For I was following, my eyes cast down on the ground before my immediate feet, my lungs laboring in the paucity of air at that alpine altitude, when I heard a sudden sharp expression of surprise, the fact of it being in a different language from my own no hindrance to the universality of its expression. I felt a sudden moment of disbelief, and then what slackness there was in the rope was taken up with a vengeance and I was cast forward upon my belly as if a giant had suddenly pushed me from behind. I slid along the snow and with, I am not ashamed to admit, a certain amount of desperation, grasped at the ground to prevent my falling as well into the chasm I could see before me, which had suddenly opened and swallowed up my erstwhile travelling companion.
It was only due to good fortune that I caught on a sort of rocky promontory which had eluded the otherwise all-encompassing embrace of the snow. I caught on this island of grey granite in that desert of unvarying whiteness and clung to it with my might. I could not see over the edge of the crevasse, but I could hear the Russian below, and feel all his weight digging through the rope into my waist. He called to me, but I did not answer. I might have said something, but breath was a valuable commodity to me in that situation, and I doubt he could have heard me, had I expended some small measure of it in calling to him.
In any case, as the initial shock of the event wore off, I was left in a quandary; clinging to my outcropping of rock, I could move one arm in some freedom, but was helpless to do anything else. My breathing was, as mentioned, already becoming somewhat belabored, and I could no more pull on that rope and thus bring the Russian to safety than a new-born chick could fly. I could feel him at the other end of the line, struggling apparently to haul himself up. The rope would dig into me with varying degrees, but for all that, he seemed incapable of pulling himself to the surface on his own, as the sudden drop of his weight when it dug into my waist made obvious time and again.
I do not know how long we were there in that position of impotence and desperation. It may have been a mere ten minutes, or a full hour. But the realization of what had to be done took time to introduce itself to my consciousness, sidling up like a man of easy manners who makes his way into your home through cajolery and flattery, and before you know it, has his feet up on your divan and is smoking your tobacco.
I had the knife out of my pocket and in my hand. I can recall this moment with distinction, even if all others may fade. I saw, as if it were another man’s hand, how I took that knife and began to saw in the rope. And I heard, since the Russian had fallen momentarily silent, the sudden expression of horror from beyond the ledge, as the soft sibilance of that sawing, loud as thunder in that wilderness of stillness, made its way down the crevasse.
I blocked my ears from the voice, from its imprecations, expressions, demands and cajolery. I blocked my ears, and my arm and hand acted as if I did not myself command them, the rope slowly giving way to the weight at its end with stubborn tenacity. The voice reaching me changed tenor from flattery and promises to begging, and finally a sort of inhuman howl of anguish. I faltered once, nearly dropped the knife… yes, I faltered, but I did not fail. After an eternity, the knife reached the last few cords of the rope and it gave way on its own.

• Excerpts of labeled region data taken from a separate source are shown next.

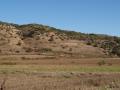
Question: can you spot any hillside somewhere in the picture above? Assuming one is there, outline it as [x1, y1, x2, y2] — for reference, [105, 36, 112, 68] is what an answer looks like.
[0, 22, 120, 58]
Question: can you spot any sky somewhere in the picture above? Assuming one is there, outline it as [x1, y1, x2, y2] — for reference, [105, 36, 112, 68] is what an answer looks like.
[0, 0, 120, 36]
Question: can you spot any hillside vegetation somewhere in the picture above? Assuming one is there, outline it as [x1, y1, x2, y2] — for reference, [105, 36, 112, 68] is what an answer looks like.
[0, 22, 120, 57]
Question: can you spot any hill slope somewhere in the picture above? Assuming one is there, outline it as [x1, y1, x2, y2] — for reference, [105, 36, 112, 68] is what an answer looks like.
[0, 22, 120, 58]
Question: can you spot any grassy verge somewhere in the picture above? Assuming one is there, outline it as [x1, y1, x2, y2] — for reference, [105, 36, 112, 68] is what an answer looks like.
[0, 65, 120, 73]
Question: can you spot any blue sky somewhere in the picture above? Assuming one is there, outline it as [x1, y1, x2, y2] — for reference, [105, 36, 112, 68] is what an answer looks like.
[0, 0, 120, 36]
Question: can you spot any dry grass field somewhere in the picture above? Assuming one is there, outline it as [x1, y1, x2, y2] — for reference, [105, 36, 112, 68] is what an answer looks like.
[0, 55, 120, 90]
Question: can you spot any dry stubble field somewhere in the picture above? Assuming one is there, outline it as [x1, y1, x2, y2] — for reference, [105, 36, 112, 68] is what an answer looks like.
[0, 55, 120, 90]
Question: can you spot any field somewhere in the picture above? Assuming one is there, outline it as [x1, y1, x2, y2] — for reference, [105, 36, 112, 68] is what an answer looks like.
[0, 55, 120, 90]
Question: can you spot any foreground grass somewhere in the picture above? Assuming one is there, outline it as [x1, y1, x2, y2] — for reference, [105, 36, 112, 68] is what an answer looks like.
[0, 65, 120, 73]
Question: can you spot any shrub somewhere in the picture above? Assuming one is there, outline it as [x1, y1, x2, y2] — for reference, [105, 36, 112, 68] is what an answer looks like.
[98, 60, 106, 66]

The scream lasted for more than a few seconds before ending with a terrible abruptness.
I recall undoing myself from the remains of rope tied around my waist with a strange, flailing anguish. I then sat panting on the snow for some while, before I could bring myself to crawl slowly on my stomach towards the edge of the crevasse. I did not see to the bottom, and would not have stretched myself far enough into that void for all the diamonds of the Kalahari.
Suffice to say I was sure there was nothing to be done but to continue on my own. The path went onward, yet I saw no gleaming jewels at its end. Rather, I heard a keening, although there was no wind.
I continued on.
And that was the tale of the valley. Now if you’ll excuse, I must be off. Gemstones don’t dig themselves from the earth on their own.